= Agenția de presă RADOR =

Agenția de Presă RADOR is the largest press monitoring center in Romania, established in 1990. RADOR editors monitor news published in Romanian and in other 15 foreign languages: from audiovisual media – 57 radio and TV stations, from the written media – 150 newspapers and news agencies on all continents.

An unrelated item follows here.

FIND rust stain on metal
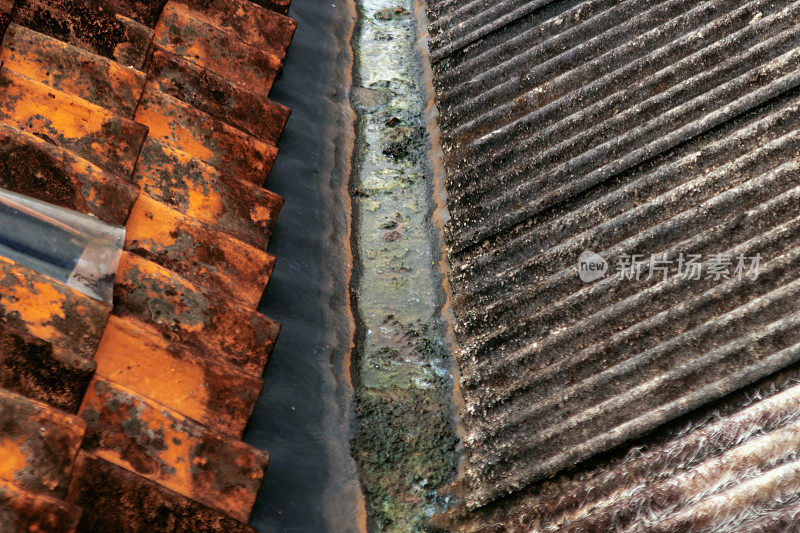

RADOR publishes news, interviews, analyses and comments grouped in specialised feeds on politics, economy, science, as well as specialised bulletins: "România văzută din străinătate" (Romania Seen From Abroad), "Români de pretutindeni" (Romanians From Everywhere), "Revista presei internaționale" (International Press Summary), "Economia mondială" (World Economy), "Economia românească" (Romanian Economy), "Cei 27 pentru Europa" (27 for Europe), "Balcanii și Marea Neagră" (The Balkans and The Black Sea), "Universul Științei" (The Universe of Science). RADOR also maintains a website.

== History ==
Agenția de presă RADOR was founded on June 16, 1921, replacing the first national news agency, disbanded in 1916 when Romania entered World War I. RADOR was the only Romanian large national news agency in the interwar period. During that time, the "RADOR" name was derived from "Radio Orient"; nowadays, "RADOR" means "Radio Observator".

Apart from its press monitoring service, RADOR also encompasses the "Dimitrie Gusti" Documentation Center, that creates daily, weekly, and quarterly calendars of events, and the RADOR Library, an important documentation source for all Radio Romania departments. The library has about 55,000 volumes, including rare books and princeps editions.